If the above is correct. I am stuck on figuring out how to get Stanford NLP to work on the java files given, did you use any arguments? what command did you use on terminal to run the 2 java files to generate the desired output?

hldai commented 2 years ago

This repo already contains the tokenized semeval data, so you don't need to run Tokenize.java. You run DepParse.java to get dependency parsing and pos tagging results, runrulemine.py to mine the rules. For the java code, I used StanforNLP 4.1.0. Before running it, you should change the file paths in the main function and the path to the model file. No arguments needed. If you cannot run the java code.
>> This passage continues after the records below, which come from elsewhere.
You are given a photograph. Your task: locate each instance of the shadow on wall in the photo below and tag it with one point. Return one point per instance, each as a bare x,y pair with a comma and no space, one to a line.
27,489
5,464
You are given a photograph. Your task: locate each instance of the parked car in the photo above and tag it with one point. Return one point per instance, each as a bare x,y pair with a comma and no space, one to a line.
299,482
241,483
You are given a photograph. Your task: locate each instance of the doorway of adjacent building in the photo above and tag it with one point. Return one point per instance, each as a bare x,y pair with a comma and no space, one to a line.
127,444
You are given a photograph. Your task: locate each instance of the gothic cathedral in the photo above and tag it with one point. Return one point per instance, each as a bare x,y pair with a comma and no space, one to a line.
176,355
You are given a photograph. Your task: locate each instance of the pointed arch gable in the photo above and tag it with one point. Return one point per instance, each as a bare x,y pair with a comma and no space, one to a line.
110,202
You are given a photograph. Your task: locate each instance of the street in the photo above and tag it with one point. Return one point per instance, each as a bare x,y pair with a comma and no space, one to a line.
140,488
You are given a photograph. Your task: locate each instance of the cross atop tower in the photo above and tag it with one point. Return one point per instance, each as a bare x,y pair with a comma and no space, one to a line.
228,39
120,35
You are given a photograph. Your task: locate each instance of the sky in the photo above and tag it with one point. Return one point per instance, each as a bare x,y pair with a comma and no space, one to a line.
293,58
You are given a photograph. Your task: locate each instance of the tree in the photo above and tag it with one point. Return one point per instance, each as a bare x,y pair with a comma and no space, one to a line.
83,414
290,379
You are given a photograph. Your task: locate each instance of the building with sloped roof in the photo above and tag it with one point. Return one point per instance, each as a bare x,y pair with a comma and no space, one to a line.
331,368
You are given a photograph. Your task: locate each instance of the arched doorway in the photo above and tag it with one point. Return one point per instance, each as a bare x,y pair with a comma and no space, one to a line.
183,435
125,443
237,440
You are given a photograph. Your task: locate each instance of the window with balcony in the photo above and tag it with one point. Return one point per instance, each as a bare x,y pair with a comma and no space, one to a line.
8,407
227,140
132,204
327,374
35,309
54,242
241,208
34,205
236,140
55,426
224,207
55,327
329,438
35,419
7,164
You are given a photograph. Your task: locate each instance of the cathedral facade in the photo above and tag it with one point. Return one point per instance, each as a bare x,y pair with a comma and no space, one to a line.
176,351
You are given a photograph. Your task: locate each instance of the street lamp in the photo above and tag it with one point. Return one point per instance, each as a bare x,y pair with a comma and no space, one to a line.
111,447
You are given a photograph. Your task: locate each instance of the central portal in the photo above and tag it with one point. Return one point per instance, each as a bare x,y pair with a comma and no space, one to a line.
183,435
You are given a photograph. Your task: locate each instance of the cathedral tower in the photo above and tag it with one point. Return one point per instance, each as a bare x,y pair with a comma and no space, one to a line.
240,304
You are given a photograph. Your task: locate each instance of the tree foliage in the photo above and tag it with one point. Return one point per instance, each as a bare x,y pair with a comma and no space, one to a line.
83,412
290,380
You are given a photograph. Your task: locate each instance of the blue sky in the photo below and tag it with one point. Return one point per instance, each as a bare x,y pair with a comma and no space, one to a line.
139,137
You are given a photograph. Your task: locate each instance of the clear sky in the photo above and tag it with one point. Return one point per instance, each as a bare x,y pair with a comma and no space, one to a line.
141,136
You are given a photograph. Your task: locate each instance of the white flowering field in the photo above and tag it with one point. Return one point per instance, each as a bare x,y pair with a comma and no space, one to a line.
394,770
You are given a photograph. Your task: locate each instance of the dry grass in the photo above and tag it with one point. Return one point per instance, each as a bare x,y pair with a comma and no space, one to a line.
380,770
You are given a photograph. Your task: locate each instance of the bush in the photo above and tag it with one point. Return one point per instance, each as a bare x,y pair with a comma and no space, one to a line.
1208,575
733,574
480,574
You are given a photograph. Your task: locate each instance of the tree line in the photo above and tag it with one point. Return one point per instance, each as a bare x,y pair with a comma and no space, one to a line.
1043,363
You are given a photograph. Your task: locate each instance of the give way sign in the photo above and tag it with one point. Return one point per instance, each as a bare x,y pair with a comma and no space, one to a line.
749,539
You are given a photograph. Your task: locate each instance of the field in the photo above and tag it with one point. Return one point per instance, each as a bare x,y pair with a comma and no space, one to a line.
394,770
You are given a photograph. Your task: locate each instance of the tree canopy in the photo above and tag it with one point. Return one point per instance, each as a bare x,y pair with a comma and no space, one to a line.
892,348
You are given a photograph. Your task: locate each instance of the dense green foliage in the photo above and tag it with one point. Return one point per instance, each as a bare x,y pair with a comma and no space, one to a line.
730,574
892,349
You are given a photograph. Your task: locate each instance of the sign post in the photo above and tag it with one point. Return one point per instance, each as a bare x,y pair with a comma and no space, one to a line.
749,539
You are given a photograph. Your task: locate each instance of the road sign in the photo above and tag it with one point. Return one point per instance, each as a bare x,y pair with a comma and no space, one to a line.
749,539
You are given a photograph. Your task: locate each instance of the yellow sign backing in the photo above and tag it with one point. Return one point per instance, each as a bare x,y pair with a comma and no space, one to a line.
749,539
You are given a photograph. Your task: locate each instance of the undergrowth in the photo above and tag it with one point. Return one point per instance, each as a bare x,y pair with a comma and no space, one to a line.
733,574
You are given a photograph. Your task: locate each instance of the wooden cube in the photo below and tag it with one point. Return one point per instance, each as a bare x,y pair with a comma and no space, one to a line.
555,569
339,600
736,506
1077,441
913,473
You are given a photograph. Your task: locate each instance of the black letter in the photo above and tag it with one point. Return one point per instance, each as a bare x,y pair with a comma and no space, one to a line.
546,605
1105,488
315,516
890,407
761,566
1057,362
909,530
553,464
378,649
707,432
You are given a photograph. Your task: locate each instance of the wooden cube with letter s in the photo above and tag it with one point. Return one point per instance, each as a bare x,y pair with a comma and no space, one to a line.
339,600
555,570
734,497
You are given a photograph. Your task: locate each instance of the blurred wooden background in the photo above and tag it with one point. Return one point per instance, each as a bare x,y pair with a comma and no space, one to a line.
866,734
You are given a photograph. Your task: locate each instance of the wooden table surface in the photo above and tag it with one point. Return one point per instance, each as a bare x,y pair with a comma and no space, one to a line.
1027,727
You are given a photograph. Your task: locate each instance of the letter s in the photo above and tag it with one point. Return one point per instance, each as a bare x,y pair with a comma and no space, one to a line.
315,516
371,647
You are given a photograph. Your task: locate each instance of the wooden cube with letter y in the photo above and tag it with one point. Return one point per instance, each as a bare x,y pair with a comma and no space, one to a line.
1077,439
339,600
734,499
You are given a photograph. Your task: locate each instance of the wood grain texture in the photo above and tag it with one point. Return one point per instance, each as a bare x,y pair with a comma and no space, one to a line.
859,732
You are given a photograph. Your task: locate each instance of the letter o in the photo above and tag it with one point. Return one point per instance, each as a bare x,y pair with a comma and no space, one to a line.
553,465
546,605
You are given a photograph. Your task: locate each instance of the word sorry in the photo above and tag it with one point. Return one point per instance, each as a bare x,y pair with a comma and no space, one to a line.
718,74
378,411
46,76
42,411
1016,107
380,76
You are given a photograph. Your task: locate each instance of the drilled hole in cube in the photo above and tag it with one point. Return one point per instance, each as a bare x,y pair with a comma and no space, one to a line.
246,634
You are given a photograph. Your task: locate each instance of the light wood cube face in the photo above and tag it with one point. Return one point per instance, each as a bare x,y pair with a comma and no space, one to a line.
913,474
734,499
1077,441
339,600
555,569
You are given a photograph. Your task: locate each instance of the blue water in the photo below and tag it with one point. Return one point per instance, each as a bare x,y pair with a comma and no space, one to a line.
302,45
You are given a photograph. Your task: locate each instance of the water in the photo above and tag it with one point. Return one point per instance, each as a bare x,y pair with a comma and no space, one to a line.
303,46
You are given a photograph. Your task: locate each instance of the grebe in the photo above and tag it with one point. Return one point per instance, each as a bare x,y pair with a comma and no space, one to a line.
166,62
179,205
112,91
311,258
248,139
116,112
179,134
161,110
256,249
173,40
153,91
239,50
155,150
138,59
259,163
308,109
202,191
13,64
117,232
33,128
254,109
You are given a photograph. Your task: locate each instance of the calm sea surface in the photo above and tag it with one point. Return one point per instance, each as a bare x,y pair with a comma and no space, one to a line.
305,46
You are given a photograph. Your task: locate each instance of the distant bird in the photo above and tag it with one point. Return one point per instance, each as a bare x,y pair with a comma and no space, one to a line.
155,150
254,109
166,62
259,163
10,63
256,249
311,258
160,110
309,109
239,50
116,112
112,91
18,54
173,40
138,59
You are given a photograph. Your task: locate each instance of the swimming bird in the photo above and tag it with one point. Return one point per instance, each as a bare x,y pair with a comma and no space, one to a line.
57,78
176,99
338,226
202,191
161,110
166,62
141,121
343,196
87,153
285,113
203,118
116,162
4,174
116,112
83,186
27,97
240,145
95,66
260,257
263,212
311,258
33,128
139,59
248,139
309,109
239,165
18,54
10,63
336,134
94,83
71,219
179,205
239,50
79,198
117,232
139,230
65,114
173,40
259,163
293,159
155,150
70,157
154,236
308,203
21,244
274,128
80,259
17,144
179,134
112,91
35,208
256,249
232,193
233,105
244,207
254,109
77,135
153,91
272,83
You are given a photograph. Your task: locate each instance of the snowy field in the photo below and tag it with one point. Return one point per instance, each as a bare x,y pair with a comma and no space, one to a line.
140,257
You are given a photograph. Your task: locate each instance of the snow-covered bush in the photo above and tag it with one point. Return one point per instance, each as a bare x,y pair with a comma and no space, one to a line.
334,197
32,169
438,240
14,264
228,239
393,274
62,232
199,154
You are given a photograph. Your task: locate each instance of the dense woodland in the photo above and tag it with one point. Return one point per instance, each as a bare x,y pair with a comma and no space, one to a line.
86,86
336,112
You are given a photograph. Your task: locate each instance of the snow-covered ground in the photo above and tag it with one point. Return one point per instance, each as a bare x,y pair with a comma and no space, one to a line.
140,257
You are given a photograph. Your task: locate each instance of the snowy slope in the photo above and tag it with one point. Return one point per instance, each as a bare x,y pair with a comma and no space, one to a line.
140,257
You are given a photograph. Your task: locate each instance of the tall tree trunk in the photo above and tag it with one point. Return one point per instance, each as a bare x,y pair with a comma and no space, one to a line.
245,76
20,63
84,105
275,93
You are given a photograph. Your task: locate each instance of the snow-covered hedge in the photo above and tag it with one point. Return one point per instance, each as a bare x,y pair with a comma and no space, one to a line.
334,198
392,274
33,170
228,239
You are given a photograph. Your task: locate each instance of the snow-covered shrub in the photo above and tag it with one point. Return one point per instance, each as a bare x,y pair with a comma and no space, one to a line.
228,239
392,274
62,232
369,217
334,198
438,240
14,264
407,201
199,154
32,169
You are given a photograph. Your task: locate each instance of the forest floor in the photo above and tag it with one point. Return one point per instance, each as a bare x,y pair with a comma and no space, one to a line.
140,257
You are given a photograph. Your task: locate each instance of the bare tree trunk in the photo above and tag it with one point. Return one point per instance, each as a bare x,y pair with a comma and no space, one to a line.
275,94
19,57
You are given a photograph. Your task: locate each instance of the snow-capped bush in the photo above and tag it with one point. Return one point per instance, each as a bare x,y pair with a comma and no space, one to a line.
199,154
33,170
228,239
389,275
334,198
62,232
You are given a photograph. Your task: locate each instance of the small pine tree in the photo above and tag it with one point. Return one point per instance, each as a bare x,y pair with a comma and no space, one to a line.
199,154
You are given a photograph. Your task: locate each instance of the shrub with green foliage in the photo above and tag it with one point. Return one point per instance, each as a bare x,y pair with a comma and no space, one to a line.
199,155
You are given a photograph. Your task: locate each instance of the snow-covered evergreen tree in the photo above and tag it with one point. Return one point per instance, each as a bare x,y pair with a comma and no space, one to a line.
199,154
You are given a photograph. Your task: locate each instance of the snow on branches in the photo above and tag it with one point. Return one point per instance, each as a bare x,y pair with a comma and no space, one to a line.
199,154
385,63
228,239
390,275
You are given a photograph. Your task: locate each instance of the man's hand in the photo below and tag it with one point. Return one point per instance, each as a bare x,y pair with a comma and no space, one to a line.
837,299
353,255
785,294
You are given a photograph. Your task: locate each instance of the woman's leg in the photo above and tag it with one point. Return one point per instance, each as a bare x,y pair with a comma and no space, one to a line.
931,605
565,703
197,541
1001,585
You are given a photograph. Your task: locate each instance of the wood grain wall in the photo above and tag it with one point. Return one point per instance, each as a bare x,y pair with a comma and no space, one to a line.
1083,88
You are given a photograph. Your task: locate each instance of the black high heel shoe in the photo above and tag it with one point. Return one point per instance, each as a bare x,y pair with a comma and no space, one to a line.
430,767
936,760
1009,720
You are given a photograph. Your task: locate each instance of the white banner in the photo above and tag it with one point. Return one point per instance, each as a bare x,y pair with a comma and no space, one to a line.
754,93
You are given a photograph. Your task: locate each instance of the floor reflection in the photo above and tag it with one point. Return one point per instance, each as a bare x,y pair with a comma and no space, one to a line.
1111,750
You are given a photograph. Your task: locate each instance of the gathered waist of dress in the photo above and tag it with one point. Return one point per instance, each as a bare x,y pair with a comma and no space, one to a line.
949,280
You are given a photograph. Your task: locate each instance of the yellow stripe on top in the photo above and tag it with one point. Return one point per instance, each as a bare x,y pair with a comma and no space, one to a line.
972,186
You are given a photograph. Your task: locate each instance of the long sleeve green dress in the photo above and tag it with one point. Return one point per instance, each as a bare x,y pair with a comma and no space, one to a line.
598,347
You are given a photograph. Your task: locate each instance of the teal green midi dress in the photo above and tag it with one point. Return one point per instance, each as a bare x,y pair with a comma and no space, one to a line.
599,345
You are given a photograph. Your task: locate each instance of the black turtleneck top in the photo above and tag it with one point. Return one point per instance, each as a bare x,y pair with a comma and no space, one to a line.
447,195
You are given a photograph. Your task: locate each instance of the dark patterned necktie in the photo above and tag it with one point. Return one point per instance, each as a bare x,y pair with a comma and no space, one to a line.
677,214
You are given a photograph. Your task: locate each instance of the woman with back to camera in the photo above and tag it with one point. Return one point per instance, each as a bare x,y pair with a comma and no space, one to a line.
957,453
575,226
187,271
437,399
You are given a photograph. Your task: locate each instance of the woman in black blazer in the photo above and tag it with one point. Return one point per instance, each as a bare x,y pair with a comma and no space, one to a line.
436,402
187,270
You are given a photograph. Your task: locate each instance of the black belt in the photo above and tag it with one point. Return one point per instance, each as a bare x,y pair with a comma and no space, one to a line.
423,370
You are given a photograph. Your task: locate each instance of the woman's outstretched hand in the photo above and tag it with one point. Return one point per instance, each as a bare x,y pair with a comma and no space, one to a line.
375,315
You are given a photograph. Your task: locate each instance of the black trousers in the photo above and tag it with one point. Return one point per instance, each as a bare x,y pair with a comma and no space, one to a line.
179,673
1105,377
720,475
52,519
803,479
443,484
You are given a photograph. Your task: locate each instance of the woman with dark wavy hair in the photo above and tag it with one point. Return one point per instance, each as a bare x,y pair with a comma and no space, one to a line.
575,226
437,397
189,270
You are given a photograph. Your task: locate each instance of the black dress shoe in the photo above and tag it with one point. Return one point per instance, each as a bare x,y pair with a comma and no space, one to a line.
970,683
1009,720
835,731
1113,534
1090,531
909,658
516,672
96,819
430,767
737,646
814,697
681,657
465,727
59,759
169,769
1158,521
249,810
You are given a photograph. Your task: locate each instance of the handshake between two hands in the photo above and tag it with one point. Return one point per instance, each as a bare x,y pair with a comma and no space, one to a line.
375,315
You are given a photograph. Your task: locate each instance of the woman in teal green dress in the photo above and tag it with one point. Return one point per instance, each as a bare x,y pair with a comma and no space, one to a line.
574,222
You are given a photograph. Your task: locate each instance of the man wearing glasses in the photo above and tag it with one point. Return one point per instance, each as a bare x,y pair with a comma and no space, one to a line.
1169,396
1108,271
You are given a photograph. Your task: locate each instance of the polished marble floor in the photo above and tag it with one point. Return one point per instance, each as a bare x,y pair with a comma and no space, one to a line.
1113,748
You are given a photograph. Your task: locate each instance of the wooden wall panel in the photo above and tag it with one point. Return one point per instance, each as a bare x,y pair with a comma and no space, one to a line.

Try google the problem or post the error here.

You run applyrules.py to apply the mined rules, but you probably need to get the Yelp data, or other restaurant review data yourself, since it seems I am not allowed to distribute Yelp data.

vishrantsaagar commented 2 years ago

Oh alright, I understand, I really appreciate the help so far.

vishrantsaagar commented 2 years ago

Hey, I was setting all of this up on IntelliJ because VSCode seemed hopeless with StanfordNLP

The following is my pom.xml file: image

I have the DepParse file in the same project image

I am running into this error: image

It is confusing because I included the models in my pom.xml file.

Do you have any idea what might be going wrong? image

The error point is at line 96

hldai commented 2 years ago

Try setting taggerPath to the path of the tagger model file.

vishrantsaagar commented 2 years ago

Where could I find the tagger model file? I downloaded the following folder "stanford-corenlp-4.3.1" from the site and it doesn't seem to have it

hldai commented 2 years ago

It should be in stanford-corenlp-4.3.1-models.jar, jar files are actually zip files. Alternatively, you can try adding this file to class path with -cp when you run the java code.

vishrantsaagar commented 2 years ago

do i need to have the stanford-corenlp-4.3.1-models.jar in the same folder as well? which in this case would be com.vishrant.nlp? because even after moving it there and setting cp using command "javac -cp stanford-corenlp-4.3.1-models.jar DepParse.java" I still get these errors:

image

and more saying the packages doesn't exist.

I even tried to just run the file by making the taggerPath this: image

I directly used the "copy address text" feature to get the right folder and stuff. And then I get the following error:

image

Really trying it all here

vishrantsaagar commented 2 years ago

Hey, you can disregard the prior messages, but is there any particular reason you picked 150 epochs? did it just give you the most valid f1 score?

vishrantsaagar commented 2 years ago

And the final question: You mention shared, double alt and pre configurations for RINANTE, in the rinante.py code you have 2 places that mention: lstm_l2_src = False lstm_l2_tar = False

Can I get context on which is which? Thank you so much for all your help!

hldai commented 2 years ago

150 epochs: no particular reason, just so that a good f1 score on the validation set can be obtained.

lstm_l2_src and lstm_l2_tar are about whether or not to add l2 regularization to the LSTM parapemters. I believe they are always set to False so you can ignore them. share_lstm is the argument that controls shared and double.